摘要

It is imperative to establish a simple, efficient, and practical method to investigate the Hofmeister effect of ionic liquids (ILs) on the behavior of proteins (enzymes). In this study, the effects of the cations and anions of different ILs in aqueous media on the structural stability of horseradish peroxidase (HRP), a model oxidoreductase, were systematically investigated using electrochemical methods. It is found that without ILs no direct electron transfer current signals of HRP appear at bare glassy carbon electrode (GCE) in phosphate buffer (pH 7.0) even after incubation and accumulation at a negative potential. In the presence of ILs, however, a current signal occurs at GCE, depending on the structure of the IL and its concentration. A linear relationship between the peak currents and the scan rates demonstrates that the direct electron transfer is a surface-confined thin-layer electrochemical process. The redox signal at GCE is from the heme of HRP. An IL has a perturbing effect on the HRP structure.
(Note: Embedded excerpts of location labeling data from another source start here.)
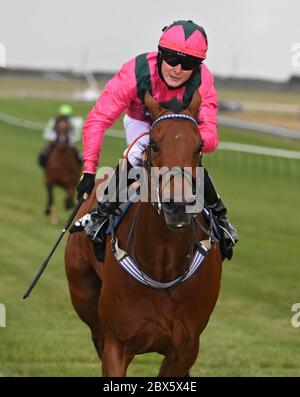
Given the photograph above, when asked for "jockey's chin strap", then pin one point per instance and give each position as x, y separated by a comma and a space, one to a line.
132, 268
174, 116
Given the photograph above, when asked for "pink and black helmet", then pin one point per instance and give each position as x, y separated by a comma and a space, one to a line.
185, 37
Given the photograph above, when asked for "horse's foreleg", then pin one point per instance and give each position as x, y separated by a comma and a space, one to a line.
115, 360
181, 363
85, 288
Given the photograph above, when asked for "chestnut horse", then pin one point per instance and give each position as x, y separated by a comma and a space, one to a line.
62, 168
125, 316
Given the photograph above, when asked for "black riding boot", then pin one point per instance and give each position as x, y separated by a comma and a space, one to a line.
215, 204
95, 222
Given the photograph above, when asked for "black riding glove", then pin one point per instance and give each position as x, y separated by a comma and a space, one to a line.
86, 185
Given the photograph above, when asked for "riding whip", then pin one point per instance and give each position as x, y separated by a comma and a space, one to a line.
46, 261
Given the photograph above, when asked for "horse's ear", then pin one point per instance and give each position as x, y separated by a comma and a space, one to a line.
195, 104
153, 107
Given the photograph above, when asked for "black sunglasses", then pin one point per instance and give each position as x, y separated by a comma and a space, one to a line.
173, 59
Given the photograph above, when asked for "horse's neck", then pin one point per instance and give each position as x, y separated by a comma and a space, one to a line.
161, 252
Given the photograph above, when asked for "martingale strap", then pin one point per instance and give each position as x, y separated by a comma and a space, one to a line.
130, 266
174, 116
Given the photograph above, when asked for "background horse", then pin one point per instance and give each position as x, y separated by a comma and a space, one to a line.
125, 316
62, 167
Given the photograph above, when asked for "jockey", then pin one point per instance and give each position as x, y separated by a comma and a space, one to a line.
176, 70
49, 133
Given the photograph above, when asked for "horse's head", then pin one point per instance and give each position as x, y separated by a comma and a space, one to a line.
175, 148
62, 128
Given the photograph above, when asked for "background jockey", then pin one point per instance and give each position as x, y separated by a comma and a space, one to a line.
49, 134
176, 70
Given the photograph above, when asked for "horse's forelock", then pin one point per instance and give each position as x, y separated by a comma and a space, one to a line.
174, 105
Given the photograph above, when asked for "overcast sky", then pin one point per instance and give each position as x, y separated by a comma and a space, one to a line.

The anodic peak current of HRP at GCE, the catalytic activity of HRP, and the secondary structure of HRP are well correlated. Different cations or anions at varied concentrations have different effects on the structural stability of HRP, resulting in different current signals at GCE. Thus, the anodic peak current of HRP at GCE can be used as an indicator to quantitatively characterize the effect of ILs on the structural stability of HRP. The present Hofmeister series for cations and anions is in good agreement with that reported elsewhere. To our knowledge, this is a first attempt to establish a simple and practical electrochemical method to correlate Hofmeister effects with characteristics of ions and solvents. The present investigation not only deepens our understanding of the complex electrochemical behavior of proteins in ILs media but also offers a practical guidance to designing "green" and biocompatible ILs for protein (enzyme) separation, purification, and enzymatic catalysis and conversion.